Prevention of dental caries by coating a tooth with a casein phosphopeptide-amorphous calcium phosphate complex was disclosed in US Pub. No. 2011/0076241. Though they were able to show tooth coating, they had to deliver the material from a water-free composition, thus imposing a barrier to delivery from a toothpaste. In the presence of water, they were unable to deliver a stable film to the tooth's surface and thus were required to have a non-aqueous composition.
Coating the teeth with an antimicrobial varnish (U.S. Pat. No. 4,883,534, and U.S. Pat. No. 4,496,322) or preventative resin has been a means to combat dental caries by a variety of technologies, such as shellac resin (U.S. Pat. No. 6,524,559) or a methacrylate resin to repair caries lesions (U.S. Pat. No. 5,430,074).
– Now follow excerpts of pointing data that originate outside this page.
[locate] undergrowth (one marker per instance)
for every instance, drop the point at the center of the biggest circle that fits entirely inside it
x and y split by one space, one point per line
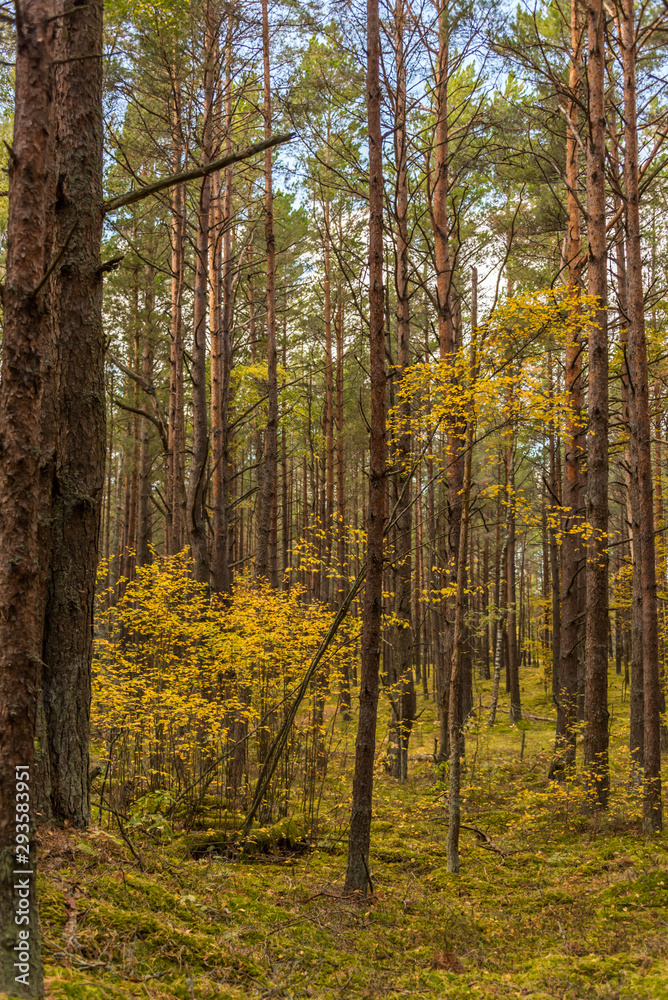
551 904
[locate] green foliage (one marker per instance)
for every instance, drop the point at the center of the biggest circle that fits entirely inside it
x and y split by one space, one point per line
551 903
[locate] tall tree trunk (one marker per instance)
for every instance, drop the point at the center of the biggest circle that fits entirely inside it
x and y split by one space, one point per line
455 719
329 398
175 482
27 349
403 684
357 877
263 569
143 520
340 493
78 483
567 692
641 432
220 549
195 511
596 650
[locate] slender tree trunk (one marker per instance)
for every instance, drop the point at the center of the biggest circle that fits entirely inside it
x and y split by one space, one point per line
263 569
455 719
403 684
195 511
641 432
357 875
143 518
596 655
567 692
27 349
340 492
78 483
220 550
175 486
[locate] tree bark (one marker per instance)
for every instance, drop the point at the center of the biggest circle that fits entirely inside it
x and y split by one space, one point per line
641 432
267 492
78 484
27 353
357 873
596 650
195 510
403 684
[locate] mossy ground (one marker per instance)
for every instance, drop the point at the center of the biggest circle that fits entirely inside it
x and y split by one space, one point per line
554 904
The inventions related to these coating compositions have to be delivered from a solvent based system that is brushed on, where the resin is the residual after the solvent dries.
For aesthetic purposes, teeth have been coated with reactive glass ionomers (U.S. Pat. No. 6,036,494) or etching the teeth to deliver a non-removable polymer (U.S. Pat. No. 4,512,743). A coating composition is needed that can be added to oral care products, so the composition can be applied to the teeth during a user's normal oral care product usage.